The services Heartbeat controls, and any additional requirements those services depend on, are referred to as resources in Heartbeat terminology. Where resources form a co-dependent collection, that collection is called a resource group.
Heartbeat manages resources by way of invoking standardized shell scripts known as resource agents (RA's). In Heartbeat clusters, the following resource agent types are available:
Heartbeat resource agents. These agents are found in the
/etc/ha.d/resource.d directory.
They may take zero or more positional, unnamed
parameters, and one operation argument
(start, stop, or
status). Heartbeat translates resource
parameters it finds for a matching resource in
/etc/ha.d/haresources into
positional parameters for the RA, which then uses
these to configure the resource.
LSB resource agents. These are conventional, Linux Standard
Base-compliant init scripts found in
/etc/init.d, which Heartbeat
simply invokes with the start,
stop, or status argument.
They take no positional parameters.
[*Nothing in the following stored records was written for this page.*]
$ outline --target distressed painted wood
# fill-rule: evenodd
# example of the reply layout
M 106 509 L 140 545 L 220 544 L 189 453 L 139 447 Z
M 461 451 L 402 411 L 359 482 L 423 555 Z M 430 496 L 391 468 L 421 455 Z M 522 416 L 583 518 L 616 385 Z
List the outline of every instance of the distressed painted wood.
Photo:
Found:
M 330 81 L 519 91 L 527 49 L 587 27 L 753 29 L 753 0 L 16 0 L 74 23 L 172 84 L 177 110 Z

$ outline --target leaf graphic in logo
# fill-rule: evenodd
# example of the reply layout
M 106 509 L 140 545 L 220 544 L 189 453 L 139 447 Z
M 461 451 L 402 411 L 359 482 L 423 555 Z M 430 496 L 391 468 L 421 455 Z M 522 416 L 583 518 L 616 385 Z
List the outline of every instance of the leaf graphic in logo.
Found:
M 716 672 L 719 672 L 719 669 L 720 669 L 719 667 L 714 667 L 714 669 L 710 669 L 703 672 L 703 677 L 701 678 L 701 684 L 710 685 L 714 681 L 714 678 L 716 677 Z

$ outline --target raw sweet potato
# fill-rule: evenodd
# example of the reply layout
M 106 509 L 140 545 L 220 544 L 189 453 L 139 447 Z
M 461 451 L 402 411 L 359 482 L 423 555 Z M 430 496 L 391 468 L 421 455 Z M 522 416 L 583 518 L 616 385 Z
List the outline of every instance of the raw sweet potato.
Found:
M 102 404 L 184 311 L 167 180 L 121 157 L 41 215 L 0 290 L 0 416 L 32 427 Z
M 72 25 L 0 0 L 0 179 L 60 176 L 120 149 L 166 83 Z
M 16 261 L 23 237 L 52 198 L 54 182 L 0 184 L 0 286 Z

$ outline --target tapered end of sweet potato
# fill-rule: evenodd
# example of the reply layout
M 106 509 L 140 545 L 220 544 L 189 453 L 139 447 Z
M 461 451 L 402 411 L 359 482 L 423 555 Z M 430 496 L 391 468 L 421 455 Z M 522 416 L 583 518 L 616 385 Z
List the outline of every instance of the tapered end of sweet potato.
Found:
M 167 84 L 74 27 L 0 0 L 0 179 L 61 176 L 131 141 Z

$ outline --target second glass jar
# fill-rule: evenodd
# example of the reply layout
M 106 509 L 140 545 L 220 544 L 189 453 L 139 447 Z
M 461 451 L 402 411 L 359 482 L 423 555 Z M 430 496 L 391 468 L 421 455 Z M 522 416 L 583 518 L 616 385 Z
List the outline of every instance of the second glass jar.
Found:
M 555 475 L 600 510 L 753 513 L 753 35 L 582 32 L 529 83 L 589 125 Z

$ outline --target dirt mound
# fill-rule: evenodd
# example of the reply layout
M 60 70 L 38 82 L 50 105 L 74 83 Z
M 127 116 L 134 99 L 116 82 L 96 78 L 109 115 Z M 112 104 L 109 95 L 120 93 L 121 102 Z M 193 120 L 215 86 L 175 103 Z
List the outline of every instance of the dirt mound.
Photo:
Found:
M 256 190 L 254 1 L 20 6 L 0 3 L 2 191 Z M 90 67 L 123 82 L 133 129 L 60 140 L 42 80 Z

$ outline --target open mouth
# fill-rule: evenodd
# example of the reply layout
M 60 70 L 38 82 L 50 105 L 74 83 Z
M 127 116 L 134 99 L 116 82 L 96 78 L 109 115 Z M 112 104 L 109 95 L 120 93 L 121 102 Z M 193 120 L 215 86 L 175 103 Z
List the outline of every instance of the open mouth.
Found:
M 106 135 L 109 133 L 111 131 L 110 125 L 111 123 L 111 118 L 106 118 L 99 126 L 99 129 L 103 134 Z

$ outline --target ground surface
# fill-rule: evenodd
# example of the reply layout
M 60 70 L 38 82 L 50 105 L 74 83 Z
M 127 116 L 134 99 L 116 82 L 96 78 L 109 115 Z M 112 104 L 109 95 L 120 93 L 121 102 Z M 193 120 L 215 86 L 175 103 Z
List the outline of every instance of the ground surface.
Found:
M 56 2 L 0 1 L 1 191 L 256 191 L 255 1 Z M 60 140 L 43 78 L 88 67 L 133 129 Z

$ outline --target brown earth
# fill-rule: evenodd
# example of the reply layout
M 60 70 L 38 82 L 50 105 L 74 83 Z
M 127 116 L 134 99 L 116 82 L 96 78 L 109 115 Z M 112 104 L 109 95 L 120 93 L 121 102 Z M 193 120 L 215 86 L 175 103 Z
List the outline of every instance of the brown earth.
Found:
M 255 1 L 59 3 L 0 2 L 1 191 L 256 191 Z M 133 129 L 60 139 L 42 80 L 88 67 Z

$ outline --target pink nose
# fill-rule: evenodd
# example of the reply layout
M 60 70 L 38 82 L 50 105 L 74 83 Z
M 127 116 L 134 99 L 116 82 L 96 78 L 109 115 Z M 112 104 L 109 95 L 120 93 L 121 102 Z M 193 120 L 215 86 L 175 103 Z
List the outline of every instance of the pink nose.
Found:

Thus, the
corresponding resources' configuration cannot be
managed by Heartbeat; these services are expected to
be configured by conventional configuration
files.
OCF resource agents. These are resource agents that conform to the
guidelines of the Open Cluster Framework, and they
only work with clusters in CRM
mode. They are usually found in either
/usr/lib/ocf/heartbeat/resource.d
or
/usr/lib64/ocf/heartbeat/resource.d,
depending on system architecture and distribution.
They take no positional parameters, but may be
extensively configured via environment variables that
the cluster management process derives from the
cluster configuration, and passes in to the resource
agent upon invocation.
Heartbeat uses a UDP-based communication protocol to periodically check for node availability (the "heartbeat" proper). For this purpose, Heartbeat can use several communication methods, including:
IP multicast,
IP broadcast,
IP unicast,
serial line.
Of these, IP multicast and IP broadcast are the most relevant in practice. The absolute minimum requirement for stable cluster operation is two independent communication channels.